In Washington, there's an easy way to see some of the coolest, visionary artists in the city up close and personal. In fact, you can have them perform in your own home.
The only catch is you have to invite about 100 total strangers along for the show. The event called Little Salon has been building community around creative arts.
On a recent night, Taylor Jordan played his new music in the corner of a dark living room Video synthesis (or visuals) created by his mathematician friend was streaming to the sound on the ceiling. It was the part-time musician's first time playing solo live.
“I was really nervous when the music started," Jordan said. " I think this is a great opportunity to get more people interested in my music. And the exposure is great. Little Salon is a great place to get exposure.”

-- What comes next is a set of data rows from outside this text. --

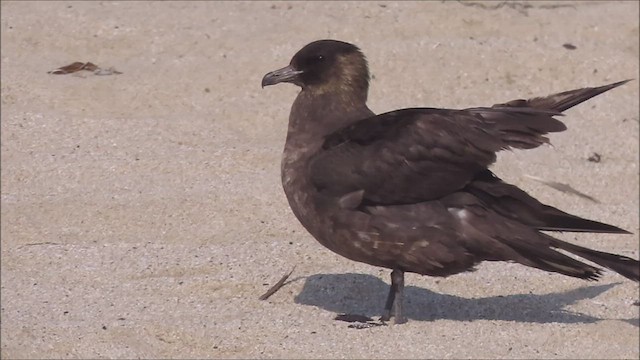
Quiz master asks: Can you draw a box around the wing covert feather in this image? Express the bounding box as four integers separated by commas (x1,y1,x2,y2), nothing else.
310,107,566,205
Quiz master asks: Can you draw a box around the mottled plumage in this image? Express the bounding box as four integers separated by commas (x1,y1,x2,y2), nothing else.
262,39,638,324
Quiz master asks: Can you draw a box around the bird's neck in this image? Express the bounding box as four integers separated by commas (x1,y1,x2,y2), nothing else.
282,90,371,171
280,89,373,237
286,89,372,145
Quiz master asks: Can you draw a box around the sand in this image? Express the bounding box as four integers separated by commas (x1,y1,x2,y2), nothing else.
1,1,638,358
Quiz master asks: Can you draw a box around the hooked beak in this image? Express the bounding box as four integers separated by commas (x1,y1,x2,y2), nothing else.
261,65,303,88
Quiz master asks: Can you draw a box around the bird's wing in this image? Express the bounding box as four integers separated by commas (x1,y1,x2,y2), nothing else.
487,79,630,113
310,106,566,206
466,170,629,234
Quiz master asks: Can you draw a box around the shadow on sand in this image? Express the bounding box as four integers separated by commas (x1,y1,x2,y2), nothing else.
293,273,638,325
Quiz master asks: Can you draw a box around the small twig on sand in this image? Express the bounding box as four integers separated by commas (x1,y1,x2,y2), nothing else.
18,242,62,249
259,266,296,300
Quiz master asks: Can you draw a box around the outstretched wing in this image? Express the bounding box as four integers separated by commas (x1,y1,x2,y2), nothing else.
310,106,565,205
310,80,630,206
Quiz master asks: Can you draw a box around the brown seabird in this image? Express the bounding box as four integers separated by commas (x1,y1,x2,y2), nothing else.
261,39,639,324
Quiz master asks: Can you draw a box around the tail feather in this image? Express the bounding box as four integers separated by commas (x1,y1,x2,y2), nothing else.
536,209,631,234
503,237,603,280
496,231,638,282
545,234,640,282
467,171,632,234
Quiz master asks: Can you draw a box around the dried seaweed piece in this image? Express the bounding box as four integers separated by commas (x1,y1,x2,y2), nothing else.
48,61,98,74
48,61,122,75
456,1,575,16
335,313,387,328
524,174,600,203
335,314,373,323
259,266,296,300
563,43,577,50
348,322,386,329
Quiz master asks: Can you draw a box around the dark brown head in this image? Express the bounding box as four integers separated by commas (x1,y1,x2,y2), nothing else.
262,40,370,100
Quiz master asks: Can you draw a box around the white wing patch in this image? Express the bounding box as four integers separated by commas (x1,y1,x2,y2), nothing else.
448,207,470,221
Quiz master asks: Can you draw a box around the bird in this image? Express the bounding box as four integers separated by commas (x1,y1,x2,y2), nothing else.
261,39,639,324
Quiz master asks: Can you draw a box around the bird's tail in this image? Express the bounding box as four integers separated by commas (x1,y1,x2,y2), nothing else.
466,81,636,281
466,172,639,282
544,234,640,282
467,171,631,234
498,232,639,282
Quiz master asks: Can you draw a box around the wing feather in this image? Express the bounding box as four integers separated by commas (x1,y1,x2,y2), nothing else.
311,107,565,205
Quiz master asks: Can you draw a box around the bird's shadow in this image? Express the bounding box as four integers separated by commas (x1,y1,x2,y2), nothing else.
294,273,639,325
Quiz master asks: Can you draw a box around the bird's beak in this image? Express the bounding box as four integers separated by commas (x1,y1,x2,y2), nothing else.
262,65,303,88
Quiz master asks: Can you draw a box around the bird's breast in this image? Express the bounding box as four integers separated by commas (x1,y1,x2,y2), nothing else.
281,140,324,237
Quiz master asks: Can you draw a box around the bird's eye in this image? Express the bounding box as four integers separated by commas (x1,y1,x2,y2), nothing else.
317,55,324,61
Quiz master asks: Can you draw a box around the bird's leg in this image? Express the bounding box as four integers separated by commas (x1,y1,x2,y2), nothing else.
381,274,398,321
380,269,407,324
391,269,407,324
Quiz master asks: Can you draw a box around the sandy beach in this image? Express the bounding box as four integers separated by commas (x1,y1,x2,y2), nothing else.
1,1,638,358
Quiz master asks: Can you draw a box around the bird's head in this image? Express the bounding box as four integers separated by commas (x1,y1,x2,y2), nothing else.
262,40,370,99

Little Salon is a series of gatherings that invigorate the popular arts scene in the nation’s capital. The monthly house parties offer a good mix of music, art, poetry, performing arts, storytelling and anything else that is creative.
Chris Maier, whose day job is creative director at an advertising agency, started the salon a year and a half ago.
“I wanted to find an event in a way to put all these different arts in the conversation with each other, and do it in a way that is accessible and available to everybody,” said Maier, whose goal is to highlight local talent.
“Quality is the only criterion. So we look for people who are at the top of their game in their craft," Maier added, "By and large we try to celebrate creative people in the city.”
On this night, a poet, a group of two modern dancers, and a clarinetist also were featured. After 10 minutes of their performance, the featured artists have an opportunity to field questions from the packed audience, made up mostly of people between the ages of 25 and 40.
'I love it'
Eliza Peabody, who attended the recent salon, said, “I love it. I think it is a wonderful way to be exposed to artists of all types that I wouldn’t ordinarily happen upon in D.C.”
Maier says 60 people came to the first Little Salon, and the number has kept growing, now to 100. It also hasn’t been difficult to find volunteers willing to open their homes to that many strangers.
Joshua Johnson offered his home for the event. “I don’t have a lot of finances to offer but being able to share my space for the evening, I hope I support new artists," said Johnson.
When the night was winding down, people still lingered inside or on the back porch, often making new friends.
"This is really about community building, community building around creative arts," Maier said, "It is sort of opening up people's imagination."
Maier hopes his idea to share creative culture will catch on in other cities.